- Yield 12 servings
- 1 hour
- 20 minutes
- My Rating: ★★★★★
- 2 packet yeast ¼ ounce packets
- 1/4 cup warm water 105-115 degrees
- 1 1/2 cups lukewarm milk scalded, then cooled
- 1/2 cup sugar
- 1 teaspoon salt
- 2 eggs
- 1/2 cup shortening
- 5 cups all-purpose flour
- 4 cups vegetable shortening or vegetable oil if you would prefer for frying
- 2 1/2 cups confectioners’ sugar
- 1/4 cup milk
- 1/4 cup light corn syrup I make my homemade corn syrup in my [url:2]Caramel Popcorn recipe[/url]
Add water and yeast together in a your stand mixer and set aside for 10 minutes.
Add in the milk, sugar, salt, eggs, shortening and 2 cups of the flour.
Turn the stand mixer on medium speed for 2 minutes, then add in the rest of the flour and mix until just combined.

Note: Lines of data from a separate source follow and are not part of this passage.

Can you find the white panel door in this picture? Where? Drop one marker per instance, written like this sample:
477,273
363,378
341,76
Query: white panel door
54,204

Take the bowl out of the stand mixer and cover with a clean towel to let it rise for 1 hour.
When you can push down on the dough and your fingerprint stays you’re ready to move on to the next step.

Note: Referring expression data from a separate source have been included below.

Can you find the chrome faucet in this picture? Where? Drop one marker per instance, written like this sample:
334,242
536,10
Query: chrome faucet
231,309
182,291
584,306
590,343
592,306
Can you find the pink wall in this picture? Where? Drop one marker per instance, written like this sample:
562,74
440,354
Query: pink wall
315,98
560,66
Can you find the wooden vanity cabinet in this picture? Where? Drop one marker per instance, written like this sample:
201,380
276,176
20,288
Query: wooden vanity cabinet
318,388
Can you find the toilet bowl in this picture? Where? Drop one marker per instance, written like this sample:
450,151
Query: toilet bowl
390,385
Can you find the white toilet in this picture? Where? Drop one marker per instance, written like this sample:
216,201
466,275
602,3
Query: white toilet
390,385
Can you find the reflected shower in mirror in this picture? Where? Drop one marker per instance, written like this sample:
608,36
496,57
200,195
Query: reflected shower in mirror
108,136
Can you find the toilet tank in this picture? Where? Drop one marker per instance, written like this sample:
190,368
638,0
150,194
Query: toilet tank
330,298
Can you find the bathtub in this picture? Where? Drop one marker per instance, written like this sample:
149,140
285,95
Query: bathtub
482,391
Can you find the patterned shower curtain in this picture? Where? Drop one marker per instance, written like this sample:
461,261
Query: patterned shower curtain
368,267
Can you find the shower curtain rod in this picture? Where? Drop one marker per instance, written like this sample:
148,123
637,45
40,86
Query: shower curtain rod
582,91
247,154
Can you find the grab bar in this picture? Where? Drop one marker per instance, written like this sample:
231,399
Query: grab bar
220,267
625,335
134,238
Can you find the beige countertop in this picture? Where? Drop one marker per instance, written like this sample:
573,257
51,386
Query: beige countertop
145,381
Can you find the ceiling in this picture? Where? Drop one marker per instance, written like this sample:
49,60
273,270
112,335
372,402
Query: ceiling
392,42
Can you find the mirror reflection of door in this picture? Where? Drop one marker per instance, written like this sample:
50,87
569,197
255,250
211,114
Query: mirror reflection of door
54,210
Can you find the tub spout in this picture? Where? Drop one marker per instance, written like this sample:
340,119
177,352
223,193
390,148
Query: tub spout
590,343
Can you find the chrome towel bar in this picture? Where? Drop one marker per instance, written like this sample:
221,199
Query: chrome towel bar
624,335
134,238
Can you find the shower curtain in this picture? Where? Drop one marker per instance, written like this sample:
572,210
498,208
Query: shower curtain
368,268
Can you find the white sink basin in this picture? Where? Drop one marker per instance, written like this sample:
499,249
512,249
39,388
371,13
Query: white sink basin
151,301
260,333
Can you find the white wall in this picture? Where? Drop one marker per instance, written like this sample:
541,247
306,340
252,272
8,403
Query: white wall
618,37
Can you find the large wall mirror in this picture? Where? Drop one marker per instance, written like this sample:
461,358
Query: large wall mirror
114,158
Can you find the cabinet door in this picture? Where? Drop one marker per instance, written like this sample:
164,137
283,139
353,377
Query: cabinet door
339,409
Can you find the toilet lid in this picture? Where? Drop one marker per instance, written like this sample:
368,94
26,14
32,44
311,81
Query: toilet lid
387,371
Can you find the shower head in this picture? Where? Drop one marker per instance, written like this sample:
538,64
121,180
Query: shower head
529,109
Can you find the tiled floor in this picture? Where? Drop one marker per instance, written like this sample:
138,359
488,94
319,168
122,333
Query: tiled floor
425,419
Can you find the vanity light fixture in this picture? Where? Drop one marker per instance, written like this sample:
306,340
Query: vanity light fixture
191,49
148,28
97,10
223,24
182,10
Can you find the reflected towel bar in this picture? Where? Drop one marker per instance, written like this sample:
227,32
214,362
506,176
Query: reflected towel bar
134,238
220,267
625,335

Working with half the dough at a time, roll it to ½ inch thick on a floured surface.
Dip your doughnut cutter in flour and cut out a dozen doughnuts with each half of the dough and out onto wax paper.
Let rise, covered, in a warm spot for 30-45 mins (I did 45)
In a cast iron pan or other deep saucepan, heat the vegetable shortening to 375 degrees.
Please use a thermometer to measure the temperature as this is a critical step.
Fry the doughnuts on each side for 90 seconds.
Drain on a cooling rack until you finish cooking them all then dip into the glaze.
To make the glaze, add the powdered sugar, milk and corn syrup to a bowl and microwave for 30 seconds.
Most importantly, eat with reckless abandon.